Oligonucleotide-oligospermine conjugates (zip nucleic acids): a convenient means of finely tuning hybridization temperatures.

Synthesis of oligonucleotide probes and control of their hybridization temperature are key aspects of polymerase chain reaction (PCR)-based detection of genetic sequences. A straightforward means to approach the last goal is to decrease the repulsion between the polyanionic probe and target strands. To this end, we have developed a versatile automated synthesis of oligonucleotide-oligospermine derivatives that gave fast access to a large variety of compounds. Plots of their hybridization temperatures T(m) vs overall charge provided a measure of the impact of interstrand phosphate repulsion (and of spermine-mediated attraction) on the main driving force of duplex formation, i.e., base pairing. It showed that stabilization brought about by excess cationic charges can be of larger absolute magnitude than interstrand repulsion, even in high salt media. Base sequence and conjugation site (3' or 5') hardly influenced the effect of spermine on T(m). In typical PCR probe conditions, the T(m) increased linearly with the number of grafted spermines (e.g., 6.2 degrees C per spermine for a decanucleotide probe).

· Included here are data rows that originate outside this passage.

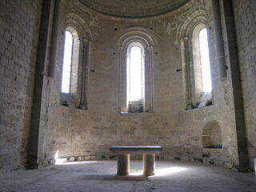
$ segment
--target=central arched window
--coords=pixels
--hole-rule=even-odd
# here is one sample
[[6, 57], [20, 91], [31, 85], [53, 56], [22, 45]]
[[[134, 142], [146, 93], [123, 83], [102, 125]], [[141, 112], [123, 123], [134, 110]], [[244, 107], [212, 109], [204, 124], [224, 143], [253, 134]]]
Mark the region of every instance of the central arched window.
[[62, 93], [70, 93], [71, 63], [73, 52], [73, 35], [69, 30], [65, 31], [65, 46], [63, 57]]
[[144, 47], [133, 42], [127, 47], [127, 103], [130, 112], [142, 112], [144, 100]]
[[118, 41], [118, 111], [153, 113], [155, 39], [141, 27], [129, 27]]
[[196, 107], [212, 104], [212, 81], [207, 28], [204, 23], [198, 24], [192, 35], [194, 87], [192, 105]]
[[128, 46], [127, 82], [128, 100], [143, 99], [144, 49], [141, 43], [132, 42]]
[[202, 91], [204, 93], [210, 93], [212, 86], [206, 28], [202, 29], [199, 32], [199, 47], [202, 65]]

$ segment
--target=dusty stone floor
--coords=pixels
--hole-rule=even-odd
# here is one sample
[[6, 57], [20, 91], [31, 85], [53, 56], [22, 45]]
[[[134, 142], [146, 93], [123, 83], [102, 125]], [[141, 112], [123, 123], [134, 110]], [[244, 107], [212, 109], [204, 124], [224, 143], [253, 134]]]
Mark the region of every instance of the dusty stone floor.
[[0, 175], [0, 191], [256, 191], [254, 173], [213, 166], [158, 161], [149, 178], [142, 176], [142, 161], [131, 161], [129, 177], [116, 177], [116, 161], [98, 161], [18, 170]]

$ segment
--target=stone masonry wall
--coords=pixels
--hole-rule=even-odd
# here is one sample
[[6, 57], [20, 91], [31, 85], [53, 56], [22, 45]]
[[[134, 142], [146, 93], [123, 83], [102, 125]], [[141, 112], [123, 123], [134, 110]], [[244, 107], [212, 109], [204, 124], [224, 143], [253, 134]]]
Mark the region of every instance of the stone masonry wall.
[[[126, 19], [98, 14], [75, 0], [66, 1], [63, 5], [63, 20], [69, 14], [75, 13], [92, 32], [89, 109], [60, 106], [62, 65], [60, 58], [54, 78], [46, 79], [44, 83], [39, 162], [42, 165], [50, 162], [57, 152], [59, 157], [108, 159], [114, 158], [109, 150], [110, 146], [159, 145], [164, 147], [161, 159], [237, 166], [232, 84], [221, 81], [219, 75], [210, 2], [190, 1], [179, 10], [162, 16]], [[182, 78], [186, 71], [179, 70], [182, 68], [179, 32], [185, 20], [198, 10], [206, 10], [209, 18], [214, 58], [211, 64], [214, 105], [187, 110]], [[122, 114], [118, 112], [118, 41], [126, 27], [134, 26], [147, 29], [158, 42], [154, 47], [154, 110], [148, 114]], [[58, 37], [62, 41], [64, 30], [59, 31]], [[62, 46], [60, 43], [58, 47], [60, 58]], [[229, 70], [227, 79], [230, 79]], [[222, 149], [202, 148], [202, 130], [210, 121], [218, 122], [221, 127]]]
[[256, 2], [234, 0], [238, 49], [250, 166], [256, 158]]
[[41, 4], [0, 1], [0, 171], [26, 163]]

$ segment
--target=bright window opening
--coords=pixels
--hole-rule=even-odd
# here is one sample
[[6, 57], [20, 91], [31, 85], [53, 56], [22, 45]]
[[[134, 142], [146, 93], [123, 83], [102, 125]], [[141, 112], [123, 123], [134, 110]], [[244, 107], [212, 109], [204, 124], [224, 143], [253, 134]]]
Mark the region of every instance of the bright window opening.
[[138, 46], [130, 49], [128, 61], [128, 100], [140, 101], [142, 99], [142, 50]]
[[72, 50], [73, 50], [73, 35], [70, 31], [66, 30], [62, 79], [62, 93], [64, 93], [64, 94], [70, 93]]
[[199, 45], [202, 64], [202, 91], [209, 93], [212, 90], [212, 86], [206, 28], [203, 28], [199, 32]]

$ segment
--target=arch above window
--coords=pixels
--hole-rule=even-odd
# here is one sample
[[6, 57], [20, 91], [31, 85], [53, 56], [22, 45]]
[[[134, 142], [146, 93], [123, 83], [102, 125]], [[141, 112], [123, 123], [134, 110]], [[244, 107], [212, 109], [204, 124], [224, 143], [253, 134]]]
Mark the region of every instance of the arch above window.
[[[144, 28], [129, 28], [119, 38], [118, 111], [120, 113], [154, 111], [152, 69], [154, 44], [152, 37], [146, 33]], [[136, 55], [140, 59], [135, 58]], [[134, 67], [131, 62], [137, 62], [137, 67], [140, 68], [140, 71], [138, 68], [136, 70], [135, 65], [134, 69], [137, 73], [135, 77], [130, 74]], [[137, 78], [139, 80], [134, 79]], [[134, 80], [140, 82], [134, 83]]]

The large data set of T(m) vs number of spermines and oligonucleotide length allowed us to empirically derive a simple mathematical relation that is accurately predicting the T(m) of any oligonucleotide-oligospermine derivative. Zip nucleic acids (ZNA) are thus providing an interesting alternative to locked nucleic acids (LNA) or minor groove binders (MGB) for raising the stability of 8-12-mer oligonucleotides up to ca. 70 degrees C, the level required for quantitative PCR experiments.